In 1915, Catholic intellectuals at the frontline launched initiatives to protect soldiers from slipping moral standards and temptation, sexual and otherwise. They offered 'appropriate', organised forms of recreation through study and prayer groups, and football clubs. The initiators grasped the opportunity to push a political agenda as well, using the groups to address all kinds of Flemish issues, such as language inequality in the army, on a large scale. in December 1916, an umbrella organisation was set up to coordinate these Flemish activities - the Front Movement was born.
The army command kept a very close eye on the Front Movement, which had become a political movement whose programme was capable of undermining the motivation of Flemish soldiers. By introducing strong censorship and finally, in February 1917, prohibiting study groups and similar gatherings altogether, the army leaders hoped to crush the movement. It was to have the opposite effect, as the Front Movement went underground and radicalised.
‘Open Letter' to King Albert I of Belgium(11 July 1917), Ons Erfdeel
On 11 July 1917, the Front Movement wrote an open letter to King Albert I of Belgium. the letter was intended as an urgent warning and had the aim of spurring the king into protecting his Flemish subjects, who, as the movement believed, were being oppressed by the French-speaking establishment. In the letter, its author Adiel Debeuckelaere asserts that the Front Movement has lost all its trust in army officers, the Belgian press and the Belgian government.
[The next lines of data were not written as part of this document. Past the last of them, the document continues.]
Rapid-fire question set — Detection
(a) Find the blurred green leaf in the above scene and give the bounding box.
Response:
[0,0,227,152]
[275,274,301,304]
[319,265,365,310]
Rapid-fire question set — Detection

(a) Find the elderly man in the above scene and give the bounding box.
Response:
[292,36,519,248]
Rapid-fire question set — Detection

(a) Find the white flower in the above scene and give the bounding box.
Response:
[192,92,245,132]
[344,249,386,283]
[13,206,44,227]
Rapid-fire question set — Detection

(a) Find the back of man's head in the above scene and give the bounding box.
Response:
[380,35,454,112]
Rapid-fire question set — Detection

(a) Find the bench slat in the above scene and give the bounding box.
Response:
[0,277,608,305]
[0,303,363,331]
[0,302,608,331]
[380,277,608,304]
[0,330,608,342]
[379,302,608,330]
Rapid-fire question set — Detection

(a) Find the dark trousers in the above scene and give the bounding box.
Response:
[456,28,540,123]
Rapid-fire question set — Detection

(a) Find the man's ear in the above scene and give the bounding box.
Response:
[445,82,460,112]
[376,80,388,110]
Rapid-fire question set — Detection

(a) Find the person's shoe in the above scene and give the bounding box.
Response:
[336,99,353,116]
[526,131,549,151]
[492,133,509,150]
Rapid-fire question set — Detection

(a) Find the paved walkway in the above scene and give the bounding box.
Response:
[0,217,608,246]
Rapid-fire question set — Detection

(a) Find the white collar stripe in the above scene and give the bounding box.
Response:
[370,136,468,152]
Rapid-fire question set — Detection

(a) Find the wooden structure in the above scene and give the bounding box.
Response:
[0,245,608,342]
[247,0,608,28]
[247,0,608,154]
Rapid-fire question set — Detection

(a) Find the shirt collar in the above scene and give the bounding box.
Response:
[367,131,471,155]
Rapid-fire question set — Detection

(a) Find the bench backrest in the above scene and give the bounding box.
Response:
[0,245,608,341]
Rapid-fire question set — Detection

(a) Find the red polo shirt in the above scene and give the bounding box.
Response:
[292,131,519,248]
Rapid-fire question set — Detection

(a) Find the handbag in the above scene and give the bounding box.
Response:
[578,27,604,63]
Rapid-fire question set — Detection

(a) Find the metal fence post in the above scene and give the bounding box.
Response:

The Front movement made their grievances knows directly to the king in the hope that he would force government to promise more rights to Flemish-speaking citizens after the war, safeguarding the country's unity. The king responded by appointing a new minister of war: Armand de Ceuninck, who poured fuel on the fire by going on a crusade against everyone and everything in the army that was – or appeared to be – pro-Flemish. From that moment on, any further overtures seemed impossible.